Benchmarking various methods of accumulating a set / unique array in ruby
I recently benchmarked a few ways to accumulate a set in ruby. Here are my findings and methodology - apologies for messiness, I'm just sharing what I came up.
This is with ruby 3.1. I also ran under 2.7, I believe the set case was actually faster, but I may be misremembering.
Results
Time
user system total real
set 0.095938 0.000404 0.096342 ( 0.096341)
array after 0.063998 0.002452 0.066450 ( 0.066508)
array in place 17.238500 0.939414 18.177914 ( 18.188532)
Memory Allocations
set 28.848k memsize ( 0.000 retained)
3.000 objects ( 0.000 retained)
0.000 strings ( 0.000 retained)
array after 8.040k memsize ( 0.000 retained)
1.000 objects ( 0.000 retained)
0.000 strings ( 0.000 retained)
array in place 8.072B memsize ( 0.000 retained)
2.000M objects ( 0.000 retained)
0.000 strings ( 0.000 retained)
Comparison:
array after: 8040 allocated
set: 28848 allocated - 3.59x more
array in place: 8071798800 allocated - 1003955.07x more
Process Memory
array_after
before (base): 42.95
memory above base:
largest during iteration: 869.63
average during iteration: 433.52
after final array is produced: 877.47
set
before (base): 43.41
memory above base:
largest during iteration: 865.65
average during iteration: 432.5
after final array is produced: 865.65
array_in_place
before (base): 42.98
memory above base:
largest during iteration: 3312.82
average during iteration: 1546.41
after final array is produced: 593.1
Discussion
Time
Array in place is very very slow, the others are very fast and in practice probably identical for most workloads, with array unique being the fastest, perhaps because it does less redundant work, at the expense of memory usage.
Memory Allocations
Array in place allocates 1 million times more objects than set because it needs to create the wrapper" array for each element.
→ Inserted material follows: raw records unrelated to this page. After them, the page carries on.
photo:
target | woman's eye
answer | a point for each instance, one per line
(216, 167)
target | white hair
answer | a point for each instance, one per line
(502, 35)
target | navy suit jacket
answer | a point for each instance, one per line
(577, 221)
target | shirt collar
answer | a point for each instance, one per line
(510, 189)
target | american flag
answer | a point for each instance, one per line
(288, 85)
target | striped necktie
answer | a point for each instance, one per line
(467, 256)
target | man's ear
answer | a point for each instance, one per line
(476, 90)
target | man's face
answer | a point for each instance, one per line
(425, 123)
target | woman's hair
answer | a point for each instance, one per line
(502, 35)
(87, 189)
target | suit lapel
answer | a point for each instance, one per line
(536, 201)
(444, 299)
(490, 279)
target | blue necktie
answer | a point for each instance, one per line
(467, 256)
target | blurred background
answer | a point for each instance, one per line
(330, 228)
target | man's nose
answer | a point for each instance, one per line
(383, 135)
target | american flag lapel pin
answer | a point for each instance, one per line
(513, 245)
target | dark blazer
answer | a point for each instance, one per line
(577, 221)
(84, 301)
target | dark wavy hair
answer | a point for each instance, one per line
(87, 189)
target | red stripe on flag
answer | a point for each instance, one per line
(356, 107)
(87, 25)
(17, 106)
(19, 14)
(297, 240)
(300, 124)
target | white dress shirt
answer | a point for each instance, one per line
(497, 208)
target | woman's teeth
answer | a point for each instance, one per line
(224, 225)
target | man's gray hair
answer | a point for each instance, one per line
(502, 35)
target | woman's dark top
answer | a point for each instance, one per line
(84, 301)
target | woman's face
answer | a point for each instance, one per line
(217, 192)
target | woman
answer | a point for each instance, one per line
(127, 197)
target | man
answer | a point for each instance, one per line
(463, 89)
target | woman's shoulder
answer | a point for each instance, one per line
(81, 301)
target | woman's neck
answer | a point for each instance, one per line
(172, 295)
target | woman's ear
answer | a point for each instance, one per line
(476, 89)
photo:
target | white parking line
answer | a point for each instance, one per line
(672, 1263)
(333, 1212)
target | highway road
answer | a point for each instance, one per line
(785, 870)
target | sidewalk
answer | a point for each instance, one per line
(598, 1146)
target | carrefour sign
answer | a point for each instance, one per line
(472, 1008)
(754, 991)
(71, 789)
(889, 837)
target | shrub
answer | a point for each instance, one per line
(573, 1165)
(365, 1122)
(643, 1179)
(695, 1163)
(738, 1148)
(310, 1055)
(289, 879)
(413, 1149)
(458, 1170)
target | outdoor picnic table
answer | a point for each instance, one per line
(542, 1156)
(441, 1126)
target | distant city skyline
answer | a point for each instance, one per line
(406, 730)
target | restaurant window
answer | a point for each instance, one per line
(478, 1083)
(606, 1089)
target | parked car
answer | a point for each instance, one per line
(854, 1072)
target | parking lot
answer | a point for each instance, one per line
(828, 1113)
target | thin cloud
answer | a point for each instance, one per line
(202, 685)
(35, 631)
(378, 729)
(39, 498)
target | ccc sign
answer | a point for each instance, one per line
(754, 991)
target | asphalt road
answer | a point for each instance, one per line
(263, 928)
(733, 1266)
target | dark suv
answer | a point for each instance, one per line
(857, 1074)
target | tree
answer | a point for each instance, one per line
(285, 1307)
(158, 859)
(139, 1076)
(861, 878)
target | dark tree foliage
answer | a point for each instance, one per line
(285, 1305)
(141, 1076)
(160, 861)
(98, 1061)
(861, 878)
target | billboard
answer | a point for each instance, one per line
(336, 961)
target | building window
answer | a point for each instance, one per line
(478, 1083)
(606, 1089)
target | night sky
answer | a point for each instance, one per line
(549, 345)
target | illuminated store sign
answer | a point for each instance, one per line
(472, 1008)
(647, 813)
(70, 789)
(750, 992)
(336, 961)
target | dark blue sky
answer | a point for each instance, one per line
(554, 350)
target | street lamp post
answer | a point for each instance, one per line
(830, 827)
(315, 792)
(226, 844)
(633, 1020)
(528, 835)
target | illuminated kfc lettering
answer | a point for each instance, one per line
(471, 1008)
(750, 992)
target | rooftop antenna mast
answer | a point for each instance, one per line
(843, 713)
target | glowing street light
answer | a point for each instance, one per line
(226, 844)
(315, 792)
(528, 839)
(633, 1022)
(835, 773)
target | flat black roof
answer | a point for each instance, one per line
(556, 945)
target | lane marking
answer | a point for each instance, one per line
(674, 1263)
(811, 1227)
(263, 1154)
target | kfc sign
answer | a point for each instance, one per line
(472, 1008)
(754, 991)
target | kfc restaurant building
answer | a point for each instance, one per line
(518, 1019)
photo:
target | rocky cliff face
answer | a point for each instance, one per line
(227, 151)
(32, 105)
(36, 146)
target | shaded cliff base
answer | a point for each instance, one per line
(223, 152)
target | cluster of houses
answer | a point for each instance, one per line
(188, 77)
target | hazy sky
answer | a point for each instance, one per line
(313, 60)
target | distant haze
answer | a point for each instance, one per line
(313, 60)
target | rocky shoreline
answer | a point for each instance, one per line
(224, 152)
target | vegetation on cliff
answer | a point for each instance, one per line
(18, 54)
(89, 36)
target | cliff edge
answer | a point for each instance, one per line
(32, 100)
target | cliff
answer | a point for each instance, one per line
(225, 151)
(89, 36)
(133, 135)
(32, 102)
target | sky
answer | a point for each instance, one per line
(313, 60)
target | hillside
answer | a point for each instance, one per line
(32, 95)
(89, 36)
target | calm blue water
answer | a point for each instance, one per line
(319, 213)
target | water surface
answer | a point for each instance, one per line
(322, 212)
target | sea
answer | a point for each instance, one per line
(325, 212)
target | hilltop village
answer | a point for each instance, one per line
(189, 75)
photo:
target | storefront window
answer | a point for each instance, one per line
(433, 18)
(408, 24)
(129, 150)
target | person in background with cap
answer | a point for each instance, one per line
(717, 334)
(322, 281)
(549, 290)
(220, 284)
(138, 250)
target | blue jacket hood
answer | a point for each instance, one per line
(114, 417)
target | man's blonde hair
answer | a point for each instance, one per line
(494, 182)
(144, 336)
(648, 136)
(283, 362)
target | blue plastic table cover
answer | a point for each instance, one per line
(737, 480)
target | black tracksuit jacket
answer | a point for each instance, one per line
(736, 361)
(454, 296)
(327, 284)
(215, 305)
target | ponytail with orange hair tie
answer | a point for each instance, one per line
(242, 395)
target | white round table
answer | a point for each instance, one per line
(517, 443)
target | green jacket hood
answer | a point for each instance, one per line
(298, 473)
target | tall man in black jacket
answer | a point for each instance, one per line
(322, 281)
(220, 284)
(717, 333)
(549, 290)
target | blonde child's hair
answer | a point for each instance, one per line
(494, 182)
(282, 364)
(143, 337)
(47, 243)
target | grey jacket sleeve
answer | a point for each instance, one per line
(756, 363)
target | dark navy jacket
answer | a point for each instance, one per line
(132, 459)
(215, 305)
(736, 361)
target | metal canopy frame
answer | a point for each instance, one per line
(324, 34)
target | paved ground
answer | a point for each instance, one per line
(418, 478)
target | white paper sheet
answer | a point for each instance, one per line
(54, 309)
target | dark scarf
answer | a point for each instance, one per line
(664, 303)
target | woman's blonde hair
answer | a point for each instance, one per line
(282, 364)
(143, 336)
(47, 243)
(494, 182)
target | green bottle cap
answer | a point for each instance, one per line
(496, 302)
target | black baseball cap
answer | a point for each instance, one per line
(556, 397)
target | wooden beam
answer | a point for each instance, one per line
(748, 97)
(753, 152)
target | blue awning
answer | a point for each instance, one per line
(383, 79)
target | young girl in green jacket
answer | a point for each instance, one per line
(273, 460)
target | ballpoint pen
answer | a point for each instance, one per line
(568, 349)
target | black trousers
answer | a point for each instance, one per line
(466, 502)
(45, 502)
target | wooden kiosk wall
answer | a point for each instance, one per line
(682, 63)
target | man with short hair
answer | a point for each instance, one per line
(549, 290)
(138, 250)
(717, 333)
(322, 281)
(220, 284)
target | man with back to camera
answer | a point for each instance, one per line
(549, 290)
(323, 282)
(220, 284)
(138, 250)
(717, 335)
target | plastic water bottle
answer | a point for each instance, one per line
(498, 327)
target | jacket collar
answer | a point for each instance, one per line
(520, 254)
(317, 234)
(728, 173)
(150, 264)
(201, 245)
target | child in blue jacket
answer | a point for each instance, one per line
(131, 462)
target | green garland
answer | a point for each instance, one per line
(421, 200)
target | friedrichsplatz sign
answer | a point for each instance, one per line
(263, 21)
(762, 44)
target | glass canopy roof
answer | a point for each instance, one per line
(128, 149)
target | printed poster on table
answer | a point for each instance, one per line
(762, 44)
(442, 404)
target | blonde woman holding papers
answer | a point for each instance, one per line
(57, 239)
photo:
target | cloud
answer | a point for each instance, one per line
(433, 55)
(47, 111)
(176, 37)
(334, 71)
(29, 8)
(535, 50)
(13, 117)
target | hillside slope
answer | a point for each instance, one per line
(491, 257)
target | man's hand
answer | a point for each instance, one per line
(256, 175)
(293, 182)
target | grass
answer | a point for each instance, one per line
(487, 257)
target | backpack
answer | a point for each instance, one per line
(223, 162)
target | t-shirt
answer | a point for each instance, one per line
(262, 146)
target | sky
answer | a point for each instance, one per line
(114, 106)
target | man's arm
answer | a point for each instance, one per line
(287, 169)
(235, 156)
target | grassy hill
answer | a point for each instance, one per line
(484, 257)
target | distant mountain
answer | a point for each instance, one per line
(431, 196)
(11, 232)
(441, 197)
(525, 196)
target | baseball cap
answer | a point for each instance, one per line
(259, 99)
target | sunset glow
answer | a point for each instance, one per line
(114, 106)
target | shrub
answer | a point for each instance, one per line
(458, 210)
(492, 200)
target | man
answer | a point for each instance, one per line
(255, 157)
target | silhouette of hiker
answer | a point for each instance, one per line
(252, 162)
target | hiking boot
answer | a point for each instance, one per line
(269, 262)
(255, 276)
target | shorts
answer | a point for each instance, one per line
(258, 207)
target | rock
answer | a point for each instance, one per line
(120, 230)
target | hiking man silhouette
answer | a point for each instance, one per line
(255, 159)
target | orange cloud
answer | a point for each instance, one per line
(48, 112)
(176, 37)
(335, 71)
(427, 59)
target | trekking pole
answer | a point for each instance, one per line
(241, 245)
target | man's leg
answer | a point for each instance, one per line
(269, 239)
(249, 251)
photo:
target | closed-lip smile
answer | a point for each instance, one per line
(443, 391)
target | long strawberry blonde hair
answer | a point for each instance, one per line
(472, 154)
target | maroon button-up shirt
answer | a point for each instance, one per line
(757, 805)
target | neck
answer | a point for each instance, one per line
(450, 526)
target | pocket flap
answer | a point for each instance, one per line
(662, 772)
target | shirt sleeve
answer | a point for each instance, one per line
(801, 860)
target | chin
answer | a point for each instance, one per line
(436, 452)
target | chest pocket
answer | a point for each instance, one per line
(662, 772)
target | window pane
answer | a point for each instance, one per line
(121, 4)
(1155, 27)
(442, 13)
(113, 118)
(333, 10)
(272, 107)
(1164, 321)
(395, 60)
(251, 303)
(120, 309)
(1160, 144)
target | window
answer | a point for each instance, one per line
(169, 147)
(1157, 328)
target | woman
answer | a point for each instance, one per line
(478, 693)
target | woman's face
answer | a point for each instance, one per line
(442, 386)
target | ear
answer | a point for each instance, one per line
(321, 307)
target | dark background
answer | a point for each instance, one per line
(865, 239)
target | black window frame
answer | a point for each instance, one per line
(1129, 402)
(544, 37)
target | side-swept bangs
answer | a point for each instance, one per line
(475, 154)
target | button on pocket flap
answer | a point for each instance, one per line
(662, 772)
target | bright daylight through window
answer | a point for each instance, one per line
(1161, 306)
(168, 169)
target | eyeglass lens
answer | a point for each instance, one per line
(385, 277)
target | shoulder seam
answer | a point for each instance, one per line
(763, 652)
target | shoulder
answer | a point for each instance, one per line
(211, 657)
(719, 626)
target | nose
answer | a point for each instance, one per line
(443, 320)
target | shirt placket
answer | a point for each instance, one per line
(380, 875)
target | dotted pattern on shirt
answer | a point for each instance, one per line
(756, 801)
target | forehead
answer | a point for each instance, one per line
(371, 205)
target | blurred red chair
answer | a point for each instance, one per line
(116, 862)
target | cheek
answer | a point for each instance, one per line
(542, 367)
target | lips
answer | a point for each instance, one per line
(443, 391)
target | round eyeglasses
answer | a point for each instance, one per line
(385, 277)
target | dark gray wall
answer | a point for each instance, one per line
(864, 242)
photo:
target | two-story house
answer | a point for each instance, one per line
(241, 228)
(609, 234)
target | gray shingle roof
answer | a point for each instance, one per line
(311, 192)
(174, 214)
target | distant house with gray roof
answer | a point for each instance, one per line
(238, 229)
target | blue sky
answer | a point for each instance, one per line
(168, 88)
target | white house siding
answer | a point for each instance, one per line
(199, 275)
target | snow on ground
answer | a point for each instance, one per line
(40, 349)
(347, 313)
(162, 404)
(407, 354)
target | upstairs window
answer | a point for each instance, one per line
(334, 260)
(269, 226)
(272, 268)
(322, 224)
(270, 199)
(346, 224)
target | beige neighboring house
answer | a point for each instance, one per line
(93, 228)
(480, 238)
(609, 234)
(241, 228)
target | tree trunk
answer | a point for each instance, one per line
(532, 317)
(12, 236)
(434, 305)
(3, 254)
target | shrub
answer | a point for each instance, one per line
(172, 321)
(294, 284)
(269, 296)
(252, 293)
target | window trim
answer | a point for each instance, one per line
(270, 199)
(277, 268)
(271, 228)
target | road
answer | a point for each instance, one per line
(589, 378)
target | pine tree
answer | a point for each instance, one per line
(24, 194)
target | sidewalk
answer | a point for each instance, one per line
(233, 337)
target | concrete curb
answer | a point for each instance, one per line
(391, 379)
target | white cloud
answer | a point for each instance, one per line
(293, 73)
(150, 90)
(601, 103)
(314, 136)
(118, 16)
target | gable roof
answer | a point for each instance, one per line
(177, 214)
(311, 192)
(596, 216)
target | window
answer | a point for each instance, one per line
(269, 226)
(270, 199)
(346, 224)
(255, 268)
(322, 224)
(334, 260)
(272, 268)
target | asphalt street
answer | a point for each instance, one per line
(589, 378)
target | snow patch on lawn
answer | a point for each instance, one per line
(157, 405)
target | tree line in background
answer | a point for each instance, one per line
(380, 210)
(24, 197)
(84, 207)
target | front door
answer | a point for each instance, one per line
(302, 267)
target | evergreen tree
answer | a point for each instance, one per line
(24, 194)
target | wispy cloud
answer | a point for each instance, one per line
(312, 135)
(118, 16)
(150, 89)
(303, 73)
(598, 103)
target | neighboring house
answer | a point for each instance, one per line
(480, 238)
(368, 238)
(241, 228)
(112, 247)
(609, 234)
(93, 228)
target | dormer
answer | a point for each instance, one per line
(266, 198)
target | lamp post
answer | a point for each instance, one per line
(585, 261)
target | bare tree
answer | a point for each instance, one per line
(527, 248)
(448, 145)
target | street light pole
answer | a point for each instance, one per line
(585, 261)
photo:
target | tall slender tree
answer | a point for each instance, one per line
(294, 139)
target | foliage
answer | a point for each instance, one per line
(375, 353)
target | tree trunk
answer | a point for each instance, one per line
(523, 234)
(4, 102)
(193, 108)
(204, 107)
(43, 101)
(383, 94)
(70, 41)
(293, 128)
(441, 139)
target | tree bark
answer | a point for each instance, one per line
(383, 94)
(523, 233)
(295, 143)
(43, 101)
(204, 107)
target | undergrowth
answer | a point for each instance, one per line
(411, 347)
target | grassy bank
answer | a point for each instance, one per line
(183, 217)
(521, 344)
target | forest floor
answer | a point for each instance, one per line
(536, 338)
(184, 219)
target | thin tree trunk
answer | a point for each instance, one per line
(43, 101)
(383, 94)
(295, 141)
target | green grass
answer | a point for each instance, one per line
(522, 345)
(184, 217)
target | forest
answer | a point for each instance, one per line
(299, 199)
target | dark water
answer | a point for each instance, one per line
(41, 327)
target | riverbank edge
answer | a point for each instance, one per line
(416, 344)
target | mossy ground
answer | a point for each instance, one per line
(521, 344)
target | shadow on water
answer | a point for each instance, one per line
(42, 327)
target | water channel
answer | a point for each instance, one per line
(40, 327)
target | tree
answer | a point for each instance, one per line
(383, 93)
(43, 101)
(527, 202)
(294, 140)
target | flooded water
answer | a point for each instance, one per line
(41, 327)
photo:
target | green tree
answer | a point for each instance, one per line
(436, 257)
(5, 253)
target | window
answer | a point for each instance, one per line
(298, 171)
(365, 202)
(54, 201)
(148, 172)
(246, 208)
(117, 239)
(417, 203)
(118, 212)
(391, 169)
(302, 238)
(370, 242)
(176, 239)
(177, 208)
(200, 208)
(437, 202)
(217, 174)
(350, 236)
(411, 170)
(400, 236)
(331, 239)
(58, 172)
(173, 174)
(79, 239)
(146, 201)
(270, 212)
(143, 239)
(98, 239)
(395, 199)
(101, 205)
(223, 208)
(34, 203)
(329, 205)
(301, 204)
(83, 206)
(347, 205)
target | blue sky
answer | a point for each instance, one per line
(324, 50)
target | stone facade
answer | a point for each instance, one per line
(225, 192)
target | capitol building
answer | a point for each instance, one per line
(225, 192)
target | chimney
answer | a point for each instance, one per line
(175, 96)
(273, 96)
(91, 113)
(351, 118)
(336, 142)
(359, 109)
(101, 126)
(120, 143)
In practice the total impact on process memory would not be this much because GC would frequently run (which adds cost and is an additional reason this is a bad solution).
Set uses 3.6x more allocations than array after, I don't have a theory why, didn't look at the code.
Process Memory
I tried a variety of things but wasn't able to get consistent or sensible results out of this. Lack of control of the ruby memory allocator made it difficult. Hopefully allocations measurement above is sufficient to compare memory use.
Conclusions
array_after is the most common approach and is also the fastest and is probably Fine for most applications.
Set uses more total memory AND is slower than array_after. This does not make sense to me, I would have expected memory to be lower. Maybe benchmark-memory doesn't actually provide peak memory?
array_in_place uses the most memory and is also the slowest.
Of course array_after might use much much more memory than array_in_place depending on the data / application. (if building up a 100megabyte array and then after uniq!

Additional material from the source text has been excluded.